Imagine for a moment, if Nelson Mandela had walked from prison after 27 years and said "Its time to get them" We would have died in our millions – if his memories were filled with poison – instead he said: Never, never, and never again should people do to one another what was done to us
The key question is how do we transform memory from destructive memory to life giving memory.
This is true in relation to individuals, communities and nations.
For many people, the key first step on the journey to healing and wholeness begins with the journey from knowledge to acknowledgment. Individuals, families, communities and nations have guilty secrets – everybody knows something to be the case, but there are conspiracies of silence
In all human conflicts there is an "us" and a "them". A key element in the journey of healing happens when we meet the full humanity of the other – discovering that in the deepest sense there is only "us " - we do share a common humanity and that we all have a shadow side – in the horror of what others do I am confronted by what I am capable of doing myself. There but for the grace of God, go I.Religion is increasingly a factor in contemporary conflicts. Never in human history has it been so important for religious leaders at local and national levels to model interfaith dialogue and to encourage their followers not simply to "tolerate", but to "reverence" people of other faith traditions. As Jesus says, I have other sheep that are not of this fold. The western media speaks constantly of the danger of Islamic fundamentalism. There is silence about the dangers which we face from Jewish, Christian, Buddhist and secular fundamentalism. Some us us were very encouraged when some years ago, Prince Charles asserted that he did not want to be defender of "the faith", but defender of "faith".

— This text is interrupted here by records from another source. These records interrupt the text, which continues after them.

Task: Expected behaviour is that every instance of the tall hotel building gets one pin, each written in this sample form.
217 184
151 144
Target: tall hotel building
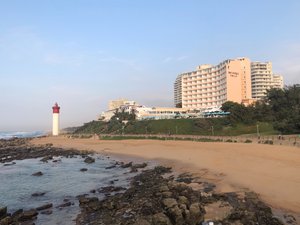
210 86
263 79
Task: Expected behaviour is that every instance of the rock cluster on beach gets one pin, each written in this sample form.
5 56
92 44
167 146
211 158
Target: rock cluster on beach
19 149
154 197
155 200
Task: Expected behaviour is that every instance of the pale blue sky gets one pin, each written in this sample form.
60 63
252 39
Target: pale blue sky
82 53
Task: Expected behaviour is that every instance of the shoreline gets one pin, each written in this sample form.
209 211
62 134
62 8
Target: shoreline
273 170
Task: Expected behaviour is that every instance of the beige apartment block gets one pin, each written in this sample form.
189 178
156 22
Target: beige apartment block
263 79
210 86
115 104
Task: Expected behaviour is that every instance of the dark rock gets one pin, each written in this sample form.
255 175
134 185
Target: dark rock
17 213
169 202
110 189
37 194
6 221
46 158
196 214
85 200
3 212
110 167
161 219
141 165
89 160
127 165
9 164
28 215
175 215
46 206
37 174
64 205
47 212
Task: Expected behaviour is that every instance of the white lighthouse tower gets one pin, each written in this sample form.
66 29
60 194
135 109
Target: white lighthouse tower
55 125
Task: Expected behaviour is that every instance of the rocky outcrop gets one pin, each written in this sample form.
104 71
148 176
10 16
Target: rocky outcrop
37 174
89 160
154 200
20 148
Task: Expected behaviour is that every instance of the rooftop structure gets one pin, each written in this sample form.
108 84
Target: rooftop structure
263 79
210 86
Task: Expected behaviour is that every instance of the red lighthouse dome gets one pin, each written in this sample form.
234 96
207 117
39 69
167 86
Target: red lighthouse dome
56 108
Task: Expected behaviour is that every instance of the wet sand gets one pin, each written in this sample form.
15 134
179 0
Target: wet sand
271 171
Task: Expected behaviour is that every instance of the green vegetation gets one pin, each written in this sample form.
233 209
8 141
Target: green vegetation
202 126
281 107
278 113
159 138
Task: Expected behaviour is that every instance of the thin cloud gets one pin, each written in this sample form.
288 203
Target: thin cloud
174 59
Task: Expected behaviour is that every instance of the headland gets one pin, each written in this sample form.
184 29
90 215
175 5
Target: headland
270 171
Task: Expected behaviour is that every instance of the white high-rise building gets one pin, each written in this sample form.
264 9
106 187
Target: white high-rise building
263 79
210 86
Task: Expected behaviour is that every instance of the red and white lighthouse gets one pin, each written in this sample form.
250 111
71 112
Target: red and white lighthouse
55 124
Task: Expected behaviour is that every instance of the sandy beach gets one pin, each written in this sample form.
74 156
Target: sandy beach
271 171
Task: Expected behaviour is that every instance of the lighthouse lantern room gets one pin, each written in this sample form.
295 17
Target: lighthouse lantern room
55 125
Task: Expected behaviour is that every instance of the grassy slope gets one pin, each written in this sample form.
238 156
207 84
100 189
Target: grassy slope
221 126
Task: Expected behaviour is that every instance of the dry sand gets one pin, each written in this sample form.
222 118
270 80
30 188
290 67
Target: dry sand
271 171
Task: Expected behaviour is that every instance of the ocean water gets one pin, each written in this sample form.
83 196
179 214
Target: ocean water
60 180
20 134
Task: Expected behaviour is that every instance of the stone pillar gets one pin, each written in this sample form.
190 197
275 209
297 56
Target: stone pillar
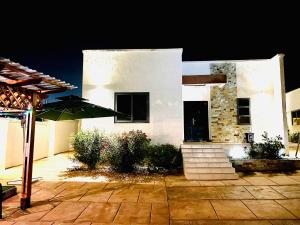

So far no one has claimed resposibility for what happened to me so there is no one to forgive yet. Perhaps on my return to Cape Town, someone will ring the door bell and say : I am the one, please will you forgive me. Now forgiveness is on the table – I guess I have three choices of response: yes, no or not yet. Perhaps I might ask: Excuse me, Sir, do you still make letter bombs? No he replies – I work around the corner from you at the local hospital.Will you forgive me? Yes, of course, I forgive you. I would prefer that you spend the next fifty years working in that hospital rather than be locked up. I believe much more in the justice of restoration than the justice of punishment – in restorative justice than in retributive justice.
Over tea, I might say to my new friend; I have forgiven you, but I still have no hands, one eye and damaged ear drums. I will always need someone to assist me for the rest of my life. Of course you will help pay for that person – not as a condition of forgiveness but as part of reparation and restitution in ways that are possible.
Reparation and restitution are part of the journey of forgiveness.
* We are of the view that a unit of devolution should, as far as practicable, consist of geographically contiguous territory, be conducive to balanced regional development and be designed to enhance administrative efficiency. Differences in endowments are to be expected among units.
* We have however noted that factors such as ethnicity and language could not be excluded in all situations and that there may have to be exceptions in order to address security and other concerns of communities.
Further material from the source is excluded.